Dealing with discrimination
When Marta was on the phone with Orbitz, a trip-planning agency, she had special requests for her accommodations due to her disability. While she notes she is usually optimistic, that optimism fled from her when she heard the customer service representative change from upbeat and friendly to slow and condescending after Marta told her of her condition. She decided to tell her that her behavior made her extremely uncomfortable, and requested to talk with her supervisor. Rose put her on hold for approximately ten minutes—twice. Soon after, Marta heard the familiar beep, meaning there was no longer anyone else on the line, and she had been hung up on.
Marta was not entirely surprised by the situation, as she had certainly heard stories of other people facing such discrimination, but she had never experienced it herself first-hand after her diagnosis of adult autism spectrum disorder. This was the first time she had ever been treated differently than anyone else.
Marta sent a complaint to Orbitz about her experience with Rose, and three days later she received an offer for $100 off the next trip she booked with the company. This solidified to her that they were not committed to making meaningful change.
However, despite the frustration associated with her experience, she felt it made her grow. Before her diagnosis, she probably would not have stood up for herself, or been as cognizant of the fact that she was being treated differently. Now, she's demanding respect. She is sure to be bolder and more outspoken, and open about her needs and boundaries. She used to beat herself up, thinking that she was stupid or unworthy, but now she knows that that's never the way to think and that she has to be an advocate both for herself and for others.
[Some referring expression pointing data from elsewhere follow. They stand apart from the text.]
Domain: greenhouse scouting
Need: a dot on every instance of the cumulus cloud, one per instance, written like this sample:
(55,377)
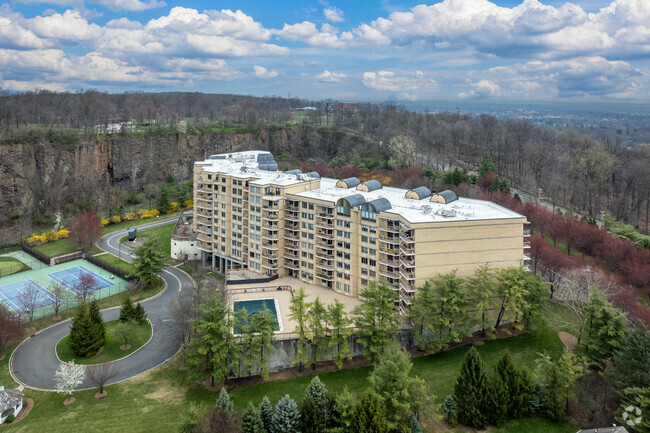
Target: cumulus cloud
(576,77)
(529,29)
(407,85)
(129,5)
(330,77)
(333,14)
(263,73)
(308,33)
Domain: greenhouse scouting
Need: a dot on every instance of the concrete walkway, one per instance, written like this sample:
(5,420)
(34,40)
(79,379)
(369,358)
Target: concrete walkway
(34,362)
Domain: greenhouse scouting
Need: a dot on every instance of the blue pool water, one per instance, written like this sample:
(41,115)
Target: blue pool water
(255,305)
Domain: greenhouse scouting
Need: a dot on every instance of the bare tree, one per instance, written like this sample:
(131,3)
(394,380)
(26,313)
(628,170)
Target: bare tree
(57,290)
(575,291)
(101,373)
(86,285)
(9,327)
(28,299)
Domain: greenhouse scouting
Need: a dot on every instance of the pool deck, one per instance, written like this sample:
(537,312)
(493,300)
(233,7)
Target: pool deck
(326,296)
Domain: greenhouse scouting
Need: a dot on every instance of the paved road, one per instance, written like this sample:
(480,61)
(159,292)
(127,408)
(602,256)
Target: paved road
(34,362)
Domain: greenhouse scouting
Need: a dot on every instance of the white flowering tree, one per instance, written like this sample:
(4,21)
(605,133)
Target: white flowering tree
(68,376)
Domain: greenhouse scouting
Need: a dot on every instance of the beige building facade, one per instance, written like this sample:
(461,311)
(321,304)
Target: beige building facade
(343,233)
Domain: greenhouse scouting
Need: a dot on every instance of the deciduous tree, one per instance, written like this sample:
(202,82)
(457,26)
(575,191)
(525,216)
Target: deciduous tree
(376,319)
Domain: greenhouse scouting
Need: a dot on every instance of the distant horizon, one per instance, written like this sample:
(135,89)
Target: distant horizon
(406,51)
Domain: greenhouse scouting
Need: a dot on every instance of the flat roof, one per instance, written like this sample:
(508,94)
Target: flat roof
(244,165)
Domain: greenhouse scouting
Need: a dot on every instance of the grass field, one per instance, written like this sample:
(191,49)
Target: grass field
(162,234)
(10,266)
(111,350)
(154,401)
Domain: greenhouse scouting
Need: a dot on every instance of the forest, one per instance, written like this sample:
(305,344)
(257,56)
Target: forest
(574,171)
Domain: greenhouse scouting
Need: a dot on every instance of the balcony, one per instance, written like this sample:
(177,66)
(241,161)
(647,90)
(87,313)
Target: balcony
(270,216)
(408,275)
(326,277)
(325,235)
(324,255)
(323,264)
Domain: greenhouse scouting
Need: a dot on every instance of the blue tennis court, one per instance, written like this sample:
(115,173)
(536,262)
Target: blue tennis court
(70,277)
(10,294)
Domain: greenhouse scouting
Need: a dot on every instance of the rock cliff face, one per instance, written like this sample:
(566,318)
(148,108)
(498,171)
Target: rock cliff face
(38,176)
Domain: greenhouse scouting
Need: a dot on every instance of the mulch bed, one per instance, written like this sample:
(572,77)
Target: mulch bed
(504,331)
(28,404)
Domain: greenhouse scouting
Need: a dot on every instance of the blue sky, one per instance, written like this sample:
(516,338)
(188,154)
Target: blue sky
(354,51)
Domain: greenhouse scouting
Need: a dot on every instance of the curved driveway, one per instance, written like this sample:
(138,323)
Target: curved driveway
(34,362)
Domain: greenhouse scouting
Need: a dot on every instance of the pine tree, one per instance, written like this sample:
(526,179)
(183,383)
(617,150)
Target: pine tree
(83,339)
(497,401)
(126,312)
(311,417)
(266,414)
(631,362)
(415,425)
(99,327)
(286,417)
(139,315)
(370,415)
(224,402)
(470,391)
(344,409)
(251,421)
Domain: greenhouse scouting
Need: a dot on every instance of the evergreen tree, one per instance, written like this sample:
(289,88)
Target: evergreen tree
(316,320)
(470,391)
(266,414)
(286,417)
(344,409)
(139,315)
(400,394)
(99,327)
(298,310)
(370,415)
(376,319)
(339,322)
(224,402)
(311,417)
(521,395)
(149,259)
(126,312)
(251,421)
(631,362)
(213,351)
(497,401)
(415,425)
(451,409)
(83,338)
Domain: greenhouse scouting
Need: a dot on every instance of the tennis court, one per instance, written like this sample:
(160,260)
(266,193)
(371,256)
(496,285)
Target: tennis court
(11,294)
(72,277)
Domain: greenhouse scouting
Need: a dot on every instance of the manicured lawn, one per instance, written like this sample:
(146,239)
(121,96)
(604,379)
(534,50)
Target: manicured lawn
(124,265)
(10,266)
(111,350)
(57,248)
(162,234)
(154,401)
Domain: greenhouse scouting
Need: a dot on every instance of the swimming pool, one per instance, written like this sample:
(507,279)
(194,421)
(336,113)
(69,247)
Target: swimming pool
(253,306)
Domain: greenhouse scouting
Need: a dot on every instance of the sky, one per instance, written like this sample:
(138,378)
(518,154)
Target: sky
(347,50)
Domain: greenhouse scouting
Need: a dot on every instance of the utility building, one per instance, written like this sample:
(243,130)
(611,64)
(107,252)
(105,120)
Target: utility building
(343,233)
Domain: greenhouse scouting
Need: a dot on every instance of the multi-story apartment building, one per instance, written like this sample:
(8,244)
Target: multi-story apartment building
(343,233)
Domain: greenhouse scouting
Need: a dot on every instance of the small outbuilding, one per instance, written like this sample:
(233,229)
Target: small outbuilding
(371,185)
(350,182)
(11,403)
(444,197)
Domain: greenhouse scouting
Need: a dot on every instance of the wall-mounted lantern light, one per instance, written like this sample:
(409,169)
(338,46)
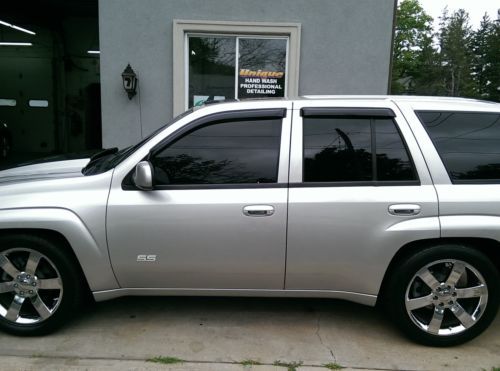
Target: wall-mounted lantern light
(129,81)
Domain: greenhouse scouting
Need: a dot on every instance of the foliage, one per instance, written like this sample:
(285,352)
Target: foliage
(165,360)
(250,362)
(456,61)
(413,32)
(333,366)
(291,366)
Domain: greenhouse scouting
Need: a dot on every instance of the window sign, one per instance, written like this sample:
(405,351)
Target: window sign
(228,67)
(262,68)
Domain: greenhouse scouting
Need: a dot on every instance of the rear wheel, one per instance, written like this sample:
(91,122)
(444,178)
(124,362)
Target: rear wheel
(39,285)
(444,295)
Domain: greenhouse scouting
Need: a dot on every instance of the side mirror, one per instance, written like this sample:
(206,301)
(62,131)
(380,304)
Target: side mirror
(143,176)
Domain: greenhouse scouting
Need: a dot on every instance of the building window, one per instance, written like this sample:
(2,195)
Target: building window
(228,67)
(228,60)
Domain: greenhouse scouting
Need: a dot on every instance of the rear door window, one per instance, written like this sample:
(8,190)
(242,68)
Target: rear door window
(468,143)
(354,149)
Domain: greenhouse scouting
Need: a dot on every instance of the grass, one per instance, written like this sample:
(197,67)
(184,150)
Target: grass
(291,366)
(333,366)
(249,362)
(165,360)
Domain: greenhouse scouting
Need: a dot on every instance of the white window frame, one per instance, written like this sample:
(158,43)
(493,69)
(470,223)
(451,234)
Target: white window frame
(184,28)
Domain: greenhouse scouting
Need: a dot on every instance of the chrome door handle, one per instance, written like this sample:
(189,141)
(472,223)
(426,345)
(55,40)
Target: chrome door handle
(258,210)
(404,209)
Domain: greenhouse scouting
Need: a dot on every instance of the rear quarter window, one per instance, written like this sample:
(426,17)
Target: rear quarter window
(467,142)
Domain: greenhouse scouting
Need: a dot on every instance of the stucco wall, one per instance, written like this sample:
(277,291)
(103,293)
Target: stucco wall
(345,49)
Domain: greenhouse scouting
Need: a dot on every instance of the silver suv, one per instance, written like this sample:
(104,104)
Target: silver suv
(390,200)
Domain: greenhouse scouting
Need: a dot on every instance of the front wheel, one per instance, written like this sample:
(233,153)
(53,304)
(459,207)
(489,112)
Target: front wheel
(39,286)
(444,295)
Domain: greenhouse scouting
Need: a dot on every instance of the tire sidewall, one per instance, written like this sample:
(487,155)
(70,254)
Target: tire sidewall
(405,273)
(69,277)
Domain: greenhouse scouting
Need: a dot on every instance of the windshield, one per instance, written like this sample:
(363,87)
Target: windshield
(109,158)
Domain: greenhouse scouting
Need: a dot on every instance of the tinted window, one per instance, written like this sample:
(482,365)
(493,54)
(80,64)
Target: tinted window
(222,153)
(342,149)
(468,143)
(337,149)
(393,162)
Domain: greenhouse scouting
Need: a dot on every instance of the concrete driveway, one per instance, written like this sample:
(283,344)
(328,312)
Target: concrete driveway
(220,333)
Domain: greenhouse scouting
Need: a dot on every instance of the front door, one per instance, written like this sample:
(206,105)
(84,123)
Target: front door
(217,216)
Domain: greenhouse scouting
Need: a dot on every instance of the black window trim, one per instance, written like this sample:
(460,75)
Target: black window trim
(237,115)
(375,182)
(452,180)
(346,111)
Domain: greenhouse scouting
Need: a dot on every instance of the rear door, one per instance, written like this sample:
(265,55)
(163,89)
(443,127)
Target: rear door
(359,191)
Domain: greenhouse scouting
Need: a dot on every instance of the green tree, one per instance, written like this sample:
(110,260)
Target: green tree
(486,62)
(413,35)
(456,40)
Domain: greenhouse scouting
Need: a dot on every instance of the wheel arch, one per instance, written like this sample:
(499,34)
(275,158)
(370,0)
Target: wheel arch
(55,237)
(489,247)
(66,227)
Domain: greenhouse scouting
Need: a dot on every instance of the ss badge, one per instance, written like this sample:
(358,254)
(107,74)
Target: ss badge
(146,258)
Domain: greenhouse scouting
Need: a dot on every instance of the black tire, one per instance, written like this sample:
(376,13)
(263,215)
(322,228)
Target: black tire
(448,301)
(55,263)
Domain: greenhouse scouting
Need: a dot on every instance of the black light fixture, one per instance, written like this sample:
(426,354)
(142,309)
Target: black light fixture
(129,81)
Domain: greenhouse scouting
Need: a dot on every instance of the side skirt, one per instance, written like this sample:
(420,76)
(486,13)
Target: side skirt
(364,299)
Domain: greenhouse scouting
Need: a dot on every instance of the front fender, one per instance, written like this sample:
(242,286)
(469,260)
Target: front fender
(94,259)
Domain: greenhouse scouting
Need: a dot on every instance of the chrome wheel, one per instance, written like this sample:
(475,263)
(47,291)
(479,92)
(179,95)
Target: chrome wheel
(446,297)
(30,286)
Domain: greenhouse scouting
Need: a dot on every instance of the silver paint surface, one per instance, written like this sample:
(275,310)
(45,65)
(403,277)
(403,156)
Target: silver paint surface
(319,241)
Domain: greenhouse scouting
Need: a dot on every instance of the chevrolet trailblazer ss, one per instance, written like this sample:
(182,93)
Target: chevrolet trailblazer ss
(390,200)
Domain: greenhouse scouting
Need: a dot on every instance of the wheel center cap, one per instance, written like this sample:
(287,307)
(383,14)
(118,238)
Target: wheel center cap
(445,296)
(26,285)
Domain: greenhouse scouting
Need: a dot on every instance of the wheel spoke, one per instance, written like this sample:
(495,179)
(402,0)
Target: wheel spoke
(15,307)
(6,287)
(40,307)
(8,267)
(32,262)
(429,279)
(471,292)
(464,317)
(455,274)
(49,284)
(417,303)
(437,319)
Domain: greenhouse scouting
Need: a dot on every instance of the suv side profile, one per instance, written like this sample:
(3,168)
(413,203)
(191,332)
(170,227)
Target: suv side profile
(372,199)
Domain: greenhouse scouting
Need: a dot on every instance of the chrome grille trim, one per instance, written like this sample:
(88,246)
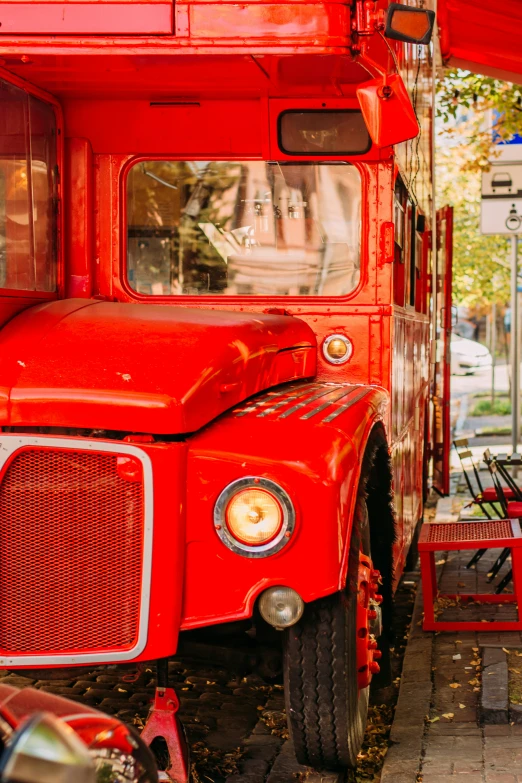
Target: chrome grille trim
(9,445)
(302,404)
(269,396)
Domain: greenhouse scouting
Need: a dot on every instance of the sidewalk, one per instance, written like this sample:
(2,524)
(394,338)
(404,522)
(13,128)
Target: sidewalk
(437,734)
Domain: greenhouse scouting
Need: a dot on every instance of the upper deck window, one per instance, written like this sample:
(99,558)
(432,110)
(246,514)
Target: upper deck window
(27,172)
(323,132)
(243,228)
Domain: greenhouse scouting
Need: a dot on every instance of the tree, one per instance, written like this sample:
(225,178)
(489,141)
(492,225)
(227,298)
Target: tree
(474,112)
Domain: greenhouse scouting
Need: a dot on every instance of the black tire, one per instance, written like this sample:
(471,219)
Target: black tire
(326,710)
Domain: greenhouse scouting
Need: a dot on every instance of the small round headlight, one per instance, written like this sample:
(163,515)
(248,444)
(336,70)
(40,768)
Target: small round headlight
(254,517)
(337,349)
(281,607)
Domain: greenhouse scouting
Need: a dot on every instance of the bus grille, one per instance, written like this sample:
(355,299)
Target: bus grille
(71,551)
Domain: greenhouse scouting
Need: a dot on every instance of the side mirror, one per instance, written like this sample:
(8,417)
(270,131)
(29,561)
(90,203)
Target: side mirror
(44,749)
(410,25)
(387,110)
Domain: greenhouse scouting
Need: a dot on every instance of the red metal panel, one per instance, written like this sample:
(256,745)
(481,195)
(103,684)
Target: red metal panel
(316,461)
(144,368)
(87,18)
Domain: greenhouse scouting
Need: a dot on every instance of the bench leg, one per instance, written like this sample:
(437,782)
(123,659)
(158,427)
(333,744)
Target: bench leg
(429,586)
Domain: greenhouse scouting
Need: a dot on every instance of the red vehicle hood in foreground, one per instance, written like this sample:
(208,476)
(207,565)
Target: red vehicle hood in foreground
(142,368)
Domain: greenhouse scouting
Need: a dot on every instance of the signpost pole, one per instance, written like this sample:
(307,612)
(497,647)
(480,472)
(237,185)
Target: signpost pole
(493,350)
(515,358)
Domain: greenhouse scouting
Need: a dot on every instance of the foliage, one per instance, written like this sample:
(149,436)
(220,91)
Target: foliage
(470,91)
(464,148)
(501,407)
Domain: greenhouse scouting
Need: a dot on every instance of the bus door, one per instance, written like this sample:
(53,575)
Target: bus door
(441,357)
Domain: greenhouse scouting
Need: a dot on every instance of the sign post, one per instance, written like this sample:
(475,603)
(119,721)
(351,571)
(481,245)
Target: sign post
(515,352)
(501,213)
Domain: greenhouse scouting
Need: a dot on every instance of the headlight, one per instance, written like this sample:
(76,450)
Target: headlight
(254,517)
(337,349)
(46,750)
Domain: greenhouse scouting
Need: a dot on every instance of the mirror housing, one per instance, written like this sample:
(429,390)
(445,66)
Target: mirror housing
(410,25)
(44,749)
(387,110)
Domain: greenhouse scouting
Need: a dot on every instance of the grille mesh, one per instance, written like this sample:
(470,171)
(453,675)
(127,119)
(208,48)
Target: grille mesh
(470,531)
(70,554)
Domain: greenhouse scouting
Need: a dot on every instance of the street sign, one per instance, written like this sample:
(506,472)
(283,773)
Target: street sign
(501,211)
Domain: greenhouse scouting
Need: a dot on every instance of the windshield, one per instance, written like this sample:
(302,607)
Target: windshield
(243,228)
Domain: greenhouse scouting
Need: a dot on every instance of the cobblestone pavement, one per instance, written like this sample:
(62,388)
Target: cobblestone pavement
(437,734)
(234,719)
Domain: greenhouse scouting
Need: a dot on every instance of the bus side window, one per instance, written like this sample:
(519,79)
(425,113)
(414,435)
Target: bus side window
(399,219)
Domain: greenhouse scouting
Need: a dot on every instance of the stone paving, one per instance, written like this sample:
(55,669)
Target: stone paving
(235,719)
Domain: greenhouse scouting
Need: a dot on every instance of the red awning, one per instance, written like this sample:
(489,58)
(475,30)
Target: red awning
(484,36)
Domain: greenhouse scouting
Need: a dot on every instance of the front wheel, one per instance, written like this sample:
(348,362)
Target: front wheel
(328,662)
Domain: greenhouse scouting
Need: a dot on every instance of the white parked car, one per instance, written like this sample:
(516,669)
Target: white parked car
(467,356)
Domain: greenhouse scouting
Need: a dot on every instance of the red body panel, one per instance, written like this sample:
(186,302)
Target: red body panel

The importance of diagnosis
She has been able to become open and proud of who she is, but she knows that not everyone can reach the point she finds herself at due to barriers in adult diagnosis. This is largely due to statistics and support being targeted towards autism in children. A CDC report even stated that one in 68 children have been diagnosed with autism spectrum disorder, but it is nearly impossible to find what such a statistic would be for adults.
She also recognizes the factors that make her luckier than others when it comes to her ability to be diagnosed. The mindset that he parents instilled in her was that nothing was out of reach for her, leading to many of her successes. At her job, she had strong health insurance and her employer supported her when learning about her diagnosis, which is not always common.
People with autism spectrum disorder are also at a disproportionately high risk of experiencing domestic violence or sexual assault, which needs to be changed. Suicide among those with autism is also relatively high. The isolation from society and barriers to communication make these statistics more understandable, but not a bit more acceptable.
Marta says that she wants her story to inspire everyone to treat people with compassion and patience. She wants students, teachers, parents, and everyone in between to understand that everyone has different learning styles, ways of communication, and modes of processing information. Everyone is going through a different battle the outside world knows nothing about, so it is important to support everyone you meet.